Entropy Change Confusion

[laser1]

Homework Statement

Calculate the change in entropy for the system when $2$ moles of a diatomic perfect gas, for which the molar heat capacity at constant pressure is $\frac{7}{2} R$, is changed from 25 degrees Celsius and 1.50 atm to 135 degrees Celsius and 7.00 atm.

Relevant Equations

$\Delta S=\int_i^f \frac{dQ_\text{rev}}{T}$

Method 1 is the standard and (probably) the correct answer. I was fiddling around with it and don't understand why I get a different answer using method 2. If the gas is changing pressure, then it is changing volume. So why can't I sum up the entropy changes using method 2?

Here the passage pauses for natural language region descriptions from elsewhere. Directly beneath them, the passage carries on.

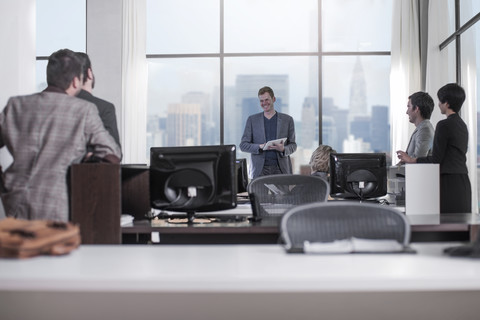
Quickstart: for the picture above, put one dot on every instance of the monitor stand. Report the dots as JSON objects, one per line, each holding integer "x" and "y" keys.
{"x": 190, "y": 219}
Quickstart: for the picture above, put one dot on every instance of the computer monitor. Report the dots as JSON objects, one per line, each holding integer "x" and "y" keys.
{"x": 242, "y": 175}
{"x": 193, "y": 179}
{"x": 358, "y": 175}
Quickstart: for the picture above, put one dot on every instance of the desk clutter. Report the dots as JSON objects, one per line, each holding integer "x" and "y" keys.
{"x": 28, "y": 238}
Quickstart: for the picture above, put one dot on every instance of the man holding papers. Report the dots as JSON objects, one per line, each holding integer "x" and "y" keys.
{"x": 270, "y": 138}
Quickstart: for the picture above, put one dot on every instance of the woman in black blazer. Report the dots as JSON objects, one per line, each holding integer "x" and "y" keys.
{"x": 450, "y": 145}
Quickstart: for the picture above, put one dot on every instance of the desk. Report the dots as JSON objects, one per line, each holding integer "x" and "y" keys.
{"x": 239, "y": 282}
{"x": 446, "y": 227}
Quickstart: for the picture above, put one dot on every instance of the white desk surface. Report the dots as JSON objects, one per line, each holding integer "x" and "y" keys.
{"x": 210, "y": 268}
{"x": 238, "y": 282}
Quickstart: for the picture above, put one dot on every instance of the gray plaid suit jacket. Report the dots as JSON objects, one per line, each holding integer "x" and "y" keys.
{"x": 46, "y": 133}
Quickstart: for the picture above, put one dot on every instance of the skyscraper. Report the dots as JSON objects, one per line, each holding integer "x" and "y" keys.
{"x": 358, "y": 96}
{"x": 184, "y": 125}
{"x": 380, "y": 129}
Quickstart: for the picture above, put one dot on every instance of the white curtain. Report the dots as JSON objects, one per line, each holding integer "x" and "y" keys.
{"x": 405, "y": 73}
{"x": 441, "y": 69}
{"x": 17, "y": 57}
{"x": 134, "y": 82}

Using method 2 with V, by $PV=nRT$ I get $V_i=32.61 \text{ L}$ and $V_f=9.33 \text{ L}$. So plugging in I end up with $\Delta S = -7.7 \text{ J/K}$, whereas in method 1 I end up with $-7.3 \text{ J/K}$. With method 2 with P I get $-12.6 \text{ J/K}$.

 

[mjc123]

Plot the paths on a P-V graph to see clearly what is happening.
Method 1: a. Heat from Ti to Tf at constant pressure Pi;
b. Compress from Pi to Pf at constant temp Tf.
Method 2: a. Heat from Ti to Tf at constant volume Vi;
b. Compress from Vi to Vf at constant temp Tf.
What is the pressure at the start of step 2b? It is not Pi.
Your mistake is in saying "at constant T, Vf/Vi = Pi/Pf".
For the whole process, T is not constant, so Vf/Vi ≠ Pi/Pf

By the way, for method 2 using V, I get the same as for method 1 using P (-7.3 J/K). Check your calculations.

 

[vela]

And since you have the initial and final volumes, there's no reason to switch to pressures in method 2.

 

[laser1]

Plot the paths on a P-V graph to see clearly what is happening.
Method 1: a. Heat from Ti to Tf at constant pressure Pi;
b. Compress from Pi to Pf at constant temp Tf.
Method 2: a. Heat from Ti to Tf at constant volume Vi;
b. Compress from Vi to Vf at constant temp Tf.
What is the pressure at the start of step 2b? It is not Pi.
Your mistake is in saying "at constant T, Vf/Vi = Pi/Pf".
For the whole process, T is not constant, so Vf/Vi ≠ Pi/Pf

By the way, for method 2 using V, I get the same as for method 1 using P (-7.3 J/K). Check your calculations.

Thank you. Drawing it out was a good idea. Yes, in method 2 I used temp of 125 degrees rather than 135 degrees! It all works out now, cheers.

 

[laser1]

For the whole process, T is not constant, so Vf/Vi ≠ Pi/Pf

How do you derive $\Delta S = nR\ln\left(\frac{P_i}{P_f}\right)$ then?

 

[mjc123]

For method 1, step 1 is isobaric, so the whole change from Pi to Pf is isothermal (step 2).
For method 2 this is not true, so the equation does not apply.

 

[laser1]

For method 1, step 1 is isobaric, so the whole change from Pi to Pf is isothermal (step 2).

My understanding is that the formula $\Delta S = nR\ln(V_f/V_i)$ is still being used. However, the $V_i$ is not really the initial volume but the volume after the isobaric process is being done. Is this right?

 

[vela]

My understanding is that the formula $\Delta S = nR\ln(V_f/V_i)$ is still being used. However, the $V_i$ is not really the initial volume but the volume after the isobaric process is being done. Is this right?

Yes, but I wouldn't say "really the initial volume." That expression is the entropy change of an ideal gas for an isothermal process. Given that context, the initial and final volumes are the volume at the start and end of the isothermal process. Neither is some random volume that happened to be given in a problem statement.